Он, злясь, покрутил головою: перестаньте мною командовать, я теперь речной житель! Увидел рядом натуженное лицо водолаза, тот, ухватив его под мышки, тащил по круто уходящему вверх речному дну. Костылев сделал шаг, споткнулся о покрытый ржавью камень, из-под которого мышонком вымелькнула какая-то мелкая рыбешка, еще раз попробовал понять, куда же делась любимая женщина? И тут все стало на свои места.
Перед смотровым стеклом болталась перекладина веревочного трапа. Костылев вцепился в нее. Застонав, подтянулся. Сзади его подтолкнул водолаз. Костылев завис на перекладине, кривясь от изматывающей рези, помотался на лесенке беспомощно, отдыхая, потом подтащил к животу одну ногу, правую, нащупал бахилом вторую досочку, оперся на нее, подтянул левую.
После третьей ступеньки шлем его пробил темноту, он увидел огромное медное блюдо, обварившее горизонт пламенем, сизую дымку вечера, снеговую равнину в рыжастых вечерних тенях, еще что-то, показавшееся смешным и глупым, — кажется, одинокую, ворчливо разевающую рот ворону, фланирующую над Полтысьянкой в поисках пищи.
Чьи-то сильные руки подхватили его под балахон, вытащили на лед.
Вокруг огрузшего, беспамятного Костылева возникла тревожная хлопотня — одни свинчивали шлем, другие снимали медали с груди, третьи сдирали с него подводную одежку, четвертые подгоняли сани с заранее подогретыми тулупами.
Костылева завернули в горячую овчину, бережно уложили на сани, и люди молча, сменяя друг друга в тревожном беге, доставили его в жарко натопленный балок. Там терли спиртом до тех пор, пока Костылев не размежил бессмысленные, подернутые далекой болью глаза. И только тогда уложили спать, установив дежурство.
...Он проснулся лишь на третьи сутки, вялый, отекший, с черно выделявшимися обмороженными пятнами на лице, без жизни в глазах.
На зов дежурного примчался Старенков, сел на приземистую треногую табуретку, подпер кулаками подбородок. Лицо его было нетерпеливым, жестким, подбористым, щеки глубоко ввалились, это было заметно даже сквозь пышность бороды.

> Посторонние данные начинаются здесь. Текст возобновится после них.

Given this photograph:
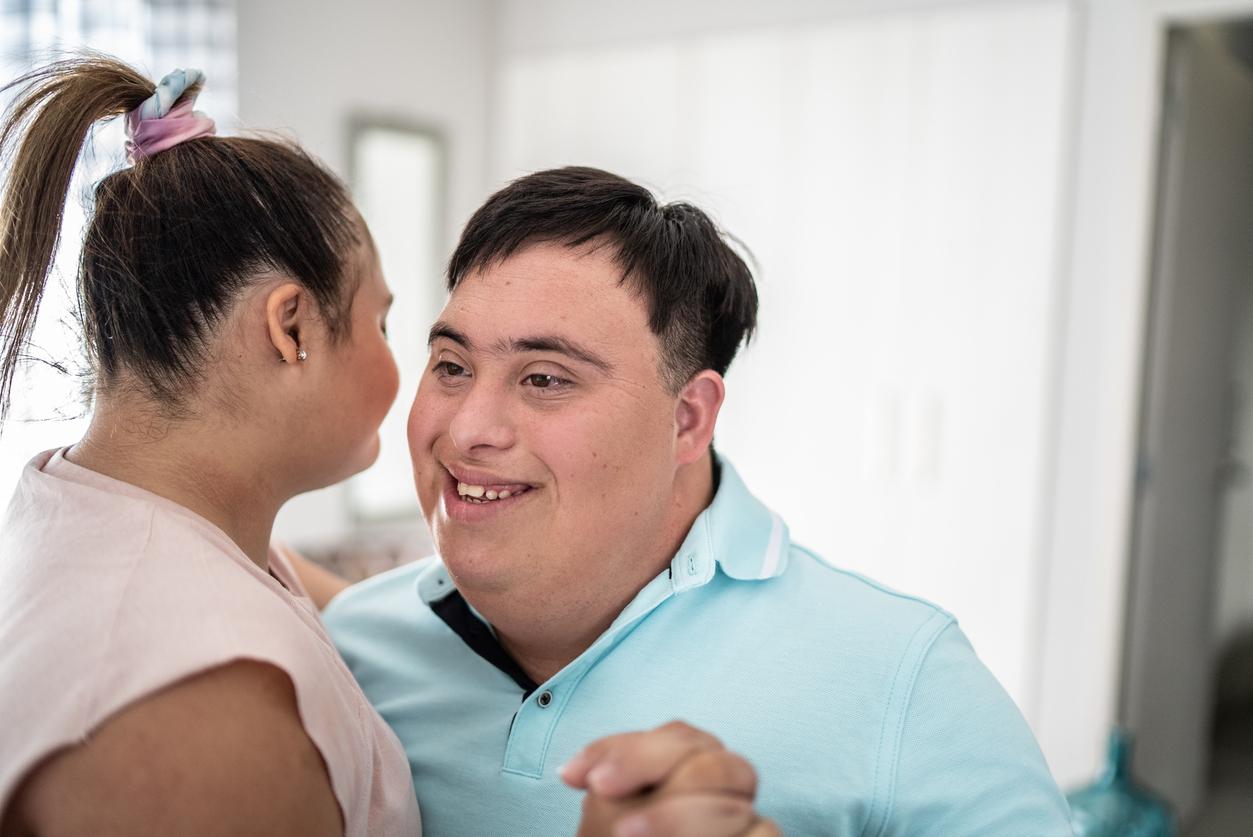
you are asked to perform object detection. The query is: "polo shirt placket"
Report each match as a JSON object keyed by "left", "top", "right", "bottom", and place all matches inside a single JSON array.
[{"left": 417, "top": 538, "right": 715, "bottom": 779}]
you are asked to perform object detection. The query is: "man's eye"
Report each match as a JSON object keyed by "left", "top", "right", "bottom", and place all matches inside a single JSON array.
[
  {"left": 434, "top": 361, "right": 466, "bottom": 377},
  {"left": 523, "top": 373, "right": 570, "bottom": 391}
]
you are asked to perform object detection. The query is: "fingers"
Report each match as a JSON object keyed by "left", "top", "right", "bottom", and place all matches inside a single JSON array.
[
  {"left": 614, "top": 793, "right": 769, "bottom": 837},
  {"left": 560, "top": 720, "right": 722, "bottom": 798},
  {"left": 658, "top": 749, "right": 757, "bottom": 801}
]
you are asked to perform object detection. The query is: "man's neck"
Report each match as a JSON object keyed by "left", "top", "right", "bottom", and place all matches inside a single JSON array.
[
  {"left": 478, "top": 454, "right": 715, "bottom": 683},
  {"left": 66, "top": 405, "right": 287, "bottom": 570}
]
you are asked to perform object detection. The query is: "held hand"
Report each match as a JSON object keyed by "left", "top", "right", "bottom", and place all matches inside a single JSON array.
[{"left": 561, "top": 722, "right": 779, "bottom": 837}]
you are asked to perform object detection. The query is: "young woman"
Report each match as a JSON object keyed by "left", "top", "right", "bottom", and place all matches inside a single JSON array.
[{"left": 0, "top": 58, "right": 757, "bottom": 836}]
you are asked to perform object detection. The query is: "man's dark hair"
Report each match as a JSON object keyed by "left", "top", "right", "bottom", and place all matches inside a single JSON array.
[{"left": 449, "top": 167, "right": 757, "bottom": 392}]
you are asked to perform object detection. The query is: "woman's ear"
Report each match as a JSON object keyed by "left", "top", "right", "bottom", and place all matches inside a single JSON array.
[
  {"left": 674, "top": 370, "right": 727, "bottom": 465},
  {"left": 266, "top": 282, "right": 309, "bottom": 363}
]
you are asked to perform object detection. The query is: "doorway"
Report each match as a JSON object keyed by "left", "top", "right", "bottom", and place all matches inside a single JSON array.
[{"left": 1120, "top": 19, "right": 1253, "bottom": 837}]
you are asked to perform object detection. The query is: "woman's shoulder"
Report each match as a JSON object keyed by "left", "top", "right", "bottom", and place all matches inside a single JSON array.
[{"left": 0, "top": 660, "right": 343, "bottom": 834}]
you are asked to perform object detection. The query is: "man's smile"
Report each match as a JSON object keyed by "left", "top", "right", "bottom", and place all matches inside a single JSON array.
[{"left": 442, "top": 465, "right": 539, "bottom": 522}]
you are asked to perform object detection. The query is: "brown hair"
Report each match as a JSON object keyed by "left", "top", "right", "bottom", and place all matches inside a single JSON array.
[
  {"left": 449, "top": 165, "right": 757, "bottom": 392},
  {"left": 0, "top": 55, "right": 361, "bottom": 420}
]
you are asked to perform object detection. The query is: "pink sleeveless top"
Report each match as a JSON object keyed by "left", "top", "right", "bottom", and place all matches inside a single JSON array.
[{"left": 0, "top": 450, "right": 421, "bottom": 837}]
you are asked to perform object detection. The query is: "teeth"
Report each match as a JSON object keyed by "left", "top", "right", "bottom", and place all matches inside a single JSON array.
[{"left": 457, "top": 482, "right": 517, "bottom": 502}]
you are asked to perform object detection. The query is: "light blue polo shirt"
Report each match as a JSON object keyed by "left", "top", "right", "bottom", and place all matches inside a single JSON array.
[{"left": 323, "top": 460, "right": 1071, "bottom": 837}]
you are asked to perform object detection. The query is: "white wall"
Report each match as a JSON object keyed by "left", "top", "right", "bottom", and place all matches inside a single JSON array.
[
  {"left": 496, "top": 0, "right": 1253, "bottom": 784},
  {"left": 495, "top": 0, "right": 1073, "bottom": 766},
  {"left": 238, "top": 0, "right": 494, "bottom": 543}
]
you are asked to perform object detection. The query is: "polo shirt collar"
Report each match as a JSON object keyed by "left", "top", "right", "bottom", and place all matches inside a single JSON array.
[{"left": 670, "top": 456, "right": 791, "bottom": 593}]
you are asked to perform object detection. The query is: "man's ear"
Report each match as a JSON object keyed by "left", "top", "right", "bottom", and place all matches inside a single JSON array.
[
  {"left": 674, "top": 370, "right": 727, "bottom": 465},
  {"left": 266, "top": 282, "right": 308, "bottom": 363}
]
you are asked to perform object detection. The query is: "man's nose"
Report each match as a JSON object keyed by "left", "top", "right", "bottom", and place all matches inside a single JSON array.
[{"left": 449, "top": 383, "right": 515, "bottom": 454}]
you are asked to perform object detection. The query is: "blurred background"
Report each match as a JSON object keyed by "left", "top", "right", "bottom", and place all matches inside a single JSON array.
[{"left": 0, "top": 0, "right": 1253, "bottom": 834}]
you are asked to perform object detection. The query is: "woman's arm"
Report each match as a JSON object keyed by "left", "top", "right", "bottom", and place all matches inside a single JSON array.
[{"left": 0, "top": 662, "right": 343, "bottom": 837}]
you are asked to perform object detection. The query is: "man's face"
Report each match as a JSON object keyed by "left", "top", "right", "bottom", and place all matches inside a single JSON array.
[{"left": 408, "top": 243, "right": 678, "bottom": 595}]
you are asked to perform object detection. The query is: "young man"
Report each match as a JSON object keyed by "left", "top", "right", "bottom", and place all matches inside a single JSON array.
[{"left": 325, "top": 168, "right": 1070, "bottom": 837}]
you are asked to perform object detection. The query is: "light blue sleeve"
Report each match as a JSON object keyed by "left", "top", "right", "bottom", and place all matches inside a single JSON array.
[{"left": 871, "top": 623, "right": 1073, "bottom": 837}]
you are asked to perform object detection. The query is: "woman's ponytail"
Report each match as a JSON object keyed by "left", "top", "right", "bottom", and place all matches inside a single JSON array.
[{"left": 0, "top": 58, "right": 153, "bottom": 421}]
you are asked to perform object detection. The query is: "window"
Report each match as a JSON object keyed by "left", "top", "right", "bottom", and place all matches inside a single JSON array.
[{"left": 0, "top": 0, "right": 237, "bottom": 507}]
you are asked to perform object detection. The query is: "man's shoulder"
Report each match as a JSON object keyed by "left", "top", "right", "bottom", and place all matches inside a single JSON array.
[
  {"left": 322, "top": 555, "right": 440, "bottom": 629},
  {"left": 773, "top": 544, "right": 955, "bottom": 640}
]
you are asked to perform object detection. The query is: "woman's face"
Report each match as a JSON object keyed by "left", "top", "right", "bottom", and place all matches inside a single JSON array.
[{"left": 304, "top": 233, "right": 400, "bottom": 485}]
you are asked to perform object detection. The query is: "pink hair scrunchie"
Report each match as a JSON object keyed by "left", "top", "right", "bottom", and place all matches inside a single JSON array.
[{"left": 127, "top": 70, "right": 217, "bottom": 163}]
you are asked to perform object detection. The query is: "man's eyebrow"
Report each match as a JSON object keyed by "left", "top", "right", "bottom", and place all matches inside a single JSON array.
[
  {"left": 505, "top": 335, "right": 614, "bottom": 372},
  {"left": 426, "top": 320, "right": 474, "bottom": 351}
]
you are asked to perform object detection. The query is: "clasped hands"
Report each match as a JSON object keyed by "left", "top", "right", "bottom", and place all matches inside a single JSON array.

Печально-напряженными глазами он поймал взгляд Костылева, улыбнулся вполсилы, вложив в эту улыбку все лучшее, что было в нем, всю свою доброту и нежность.
— Это ты-ы? — узнавая, прошептал Костылев. — Ты‑ы?
— Так точно, — раздвинул бороду Старенков, — я это, Иван. Собственной персоной.
— Что-то я не то под водой делал. А? Перепугал народ? Незачем это было.
— За свои подводные чудачества ты у меня еще промеж ушей получишь. Поскольку я демократ, то выбирай заранее — промеж ушей спереди или промеж ушей сзади?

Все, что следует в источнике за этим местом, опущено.